Deze aangepaste parameters, waaronder een verlaging van ruim 1 procent voor zakelijke waarden, zijn voor toeslagverlening en herstelplannen vanaf 2020 van belang. Zo stijgt de dekkingsgraadgrens voor volledige indexatie door de lagere rekenrendementen. Ten aanzien van de herstelplannen hebben de nieuwe parameters als resultaat dat de herstelkracht van pensioenfondsen vermindert. Hoe hoger het in te rekenen rendement, hoe hoger de herstelkracht is, en andersom.
Toch leidt dit volgens Sibma niet direct tot problemen: ‘Pas bij relatief lage dekkingsgraden kan dit knellend worden. Volgens onze berekeningen gaat dit om dekkingsgraden van circa 95 procent bij de nieuwe parameters, maar dit verschilt sterk per pensioenfonds.’ De kans op korting neemt echter wel toe vervolgt Sibma: ‘De dekkingsgraad van veel Nederlandse pensioenfondsen is niet heel veel hoger dan 100 procent. Een nieuwe schok op de financiële markten kan fondsen direct in de gevarenzone brengen.’
ALM-studies sorteerden al voor
Voor wat betreft de ALM-studies die veel pensioenfondsen recent hebben laten uitvoeren, hebben de parameters niet direct invloed, want deze sorteerden al voor met lagere rekenrendementen. Sibma legt uit: ‘Voor een ALM-studie is het niet voorgeschreven dat de gehanteerde rendementen voldoen aan de begrenzingen van de Commissie Parameters. De praktijk rondom ALM is veelal dat pensioenfondsen uitgaan van eigen parameters die men bijvoorbeeld baseert op een combinatie van historische data, eigen onderzoek en toekomstverwachtingen. Onze globale observatie is dat ALM-studies die in de afgelopen jaren werden uitgevoerd, meestal al uitgingen van lagere rendementen.’

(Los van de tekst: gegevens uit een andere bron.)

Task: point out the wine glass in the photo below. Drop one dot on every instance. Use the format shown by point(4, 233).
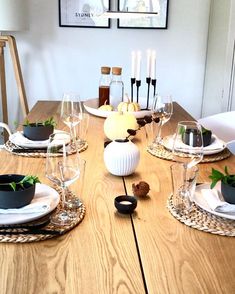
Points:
point(188, 150)
point(62, 170)
point(71, 113)
point(188, 143)
point(72, 201)
point(162, 109)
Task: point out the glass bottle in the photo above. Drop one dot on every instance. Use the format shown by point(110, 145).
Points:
point(116, 87)
point(104, 85)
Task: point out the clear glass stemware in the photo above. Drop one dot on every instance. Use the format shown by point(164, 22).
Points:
point(71, 113)
point(188, 143)
point(188, 150)
point(62, 170)
point(162, 109)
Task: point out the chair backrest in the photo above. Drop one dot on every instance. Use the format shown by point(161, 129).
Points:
point(231, 146)
point(221, 124)
point(4, 134)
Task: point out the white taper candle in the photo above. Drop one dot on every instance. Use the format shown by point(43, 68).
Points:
point(138, 66)
point(153, 65)
point(133, 64)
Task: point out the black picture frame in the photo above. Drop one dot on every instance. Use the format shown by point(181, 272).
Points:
point(78, 13)
point(158, 22)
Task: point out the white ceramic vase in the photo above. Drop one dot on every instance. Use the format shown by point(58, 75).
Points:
point(121, 157)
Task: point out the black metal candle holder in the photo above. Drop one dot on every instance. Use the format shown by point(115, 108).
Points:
point(132, 84)
point(148, 81)
point(154, 82)
point(138, 84)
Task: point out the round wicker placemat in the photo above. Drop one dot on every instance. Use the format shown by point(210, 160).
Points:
point(202, 220)
point(9, 146)
point(163, 153)
point(20, 235)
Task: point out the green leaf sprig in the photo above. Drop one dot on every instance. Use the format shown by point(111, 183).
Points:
point(31, 180)
point(226, 178)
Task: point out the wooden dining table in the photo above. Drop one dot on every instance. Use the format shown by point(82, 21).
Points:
point(148, 251)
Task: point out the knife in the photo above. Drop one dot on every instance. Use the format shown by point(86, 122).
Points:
point(27, 150)
point(31, 232)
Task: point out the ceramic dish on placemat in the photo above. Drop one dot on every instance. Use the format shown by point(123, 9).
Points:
point(43, 194)
point(103, 113)
point(216, 145)
point(202, 203)
point(20, 140)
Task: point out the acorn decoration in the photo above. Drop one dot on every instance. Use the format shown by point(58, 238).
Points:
point(141, 189)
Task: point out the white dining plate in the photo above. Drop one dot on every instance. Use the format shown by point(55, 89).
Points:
point(201, 202)
point(216, 145)
point(41, 192)
point(19, 139)
point(104, 113)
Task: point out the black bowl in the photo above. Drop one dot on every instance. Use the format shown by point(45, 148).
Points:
point(206, 136)
point(228, 193)
point(37, 132)
point(14, 199)
point(125, 204)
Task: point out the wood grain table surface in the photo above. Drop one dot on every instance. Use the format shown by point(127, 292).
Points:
point(147, 252)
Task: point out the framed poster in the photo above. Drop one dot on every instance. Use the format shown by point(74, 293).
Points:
point(156, 22)
point(83, 13)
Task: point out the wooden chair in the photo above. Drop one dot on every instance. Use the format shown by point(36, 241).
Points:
point(10, 40)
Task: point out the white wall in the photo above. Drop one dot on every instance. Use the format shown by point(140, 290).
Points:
point(56, 59)
point(216, 57)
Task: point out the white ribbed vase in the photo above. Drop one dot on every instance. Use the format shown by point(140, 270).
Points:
point(121, 158)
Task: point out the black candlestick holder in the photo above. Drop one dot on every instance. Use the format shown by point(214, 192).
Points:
point(138, 84)
point(154, 83)
point(148, 81)
point(132, 84)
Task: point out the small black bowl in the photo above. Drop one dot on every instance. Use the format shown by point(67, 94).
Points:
point(206, 136)
point(125, 204)
point(14, 199)
point(228, 193)
point(37, 132)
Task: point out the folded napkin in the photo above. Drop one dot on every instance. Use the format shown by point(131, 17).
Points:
point(38, 205)
point(18, 138)
point(215, 144)
point(213, 200)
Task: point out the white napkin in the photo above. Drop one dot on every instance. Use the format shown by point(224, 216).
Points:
point(36, 206)
point(215, 144)
point(213, 200)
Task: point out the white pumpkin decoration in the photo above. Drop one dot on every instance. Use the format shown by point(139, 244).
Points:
point(117, 124)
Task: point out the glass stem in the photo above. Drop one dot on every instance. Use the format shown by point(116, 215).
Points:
point(73, 135)
point(63, 195)
point(159, 132)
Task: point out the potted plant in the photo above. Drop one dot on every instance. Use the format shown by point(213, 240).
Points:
point(206, 136)
point(16, 190)
point(227, 184)
point(39, 131)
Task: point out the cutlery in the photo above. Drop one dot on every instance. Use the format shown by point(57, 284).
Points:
point(38, 225)
point(28, 150)
point(31, 232)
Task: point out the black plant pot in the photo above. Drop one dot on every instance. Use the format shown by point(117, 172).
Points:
point(37, 132)
point(206, 136)
point(228, 193)
point(15, 199)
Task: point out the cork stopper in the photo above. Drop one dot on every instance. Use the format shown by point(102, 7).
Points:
point(116, 71)
point(105, 70)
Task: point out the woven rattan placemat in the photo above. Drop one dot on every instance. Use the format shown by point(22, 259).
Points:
point(20, 235)
point(9, 146)
point(202, 220)
point(163, 153)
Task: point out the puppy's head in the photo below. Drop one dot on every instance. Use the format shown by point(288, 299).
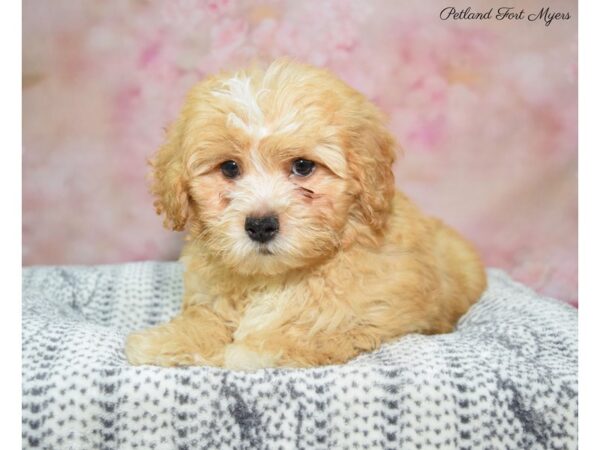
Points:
point(274, 170)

Wel kijken pensioenfondsbestuurders vaak met een schuin naar hoe hun eigen parameters zich verhouden tot die van de Commissie Parameters, vervolgt Sibma: ‘In die zin kan de Commissie Parameters wel aanleiding zijn om de eigen parameters weer eens onder de loep te nemen, al is het maar ter vergelijking.’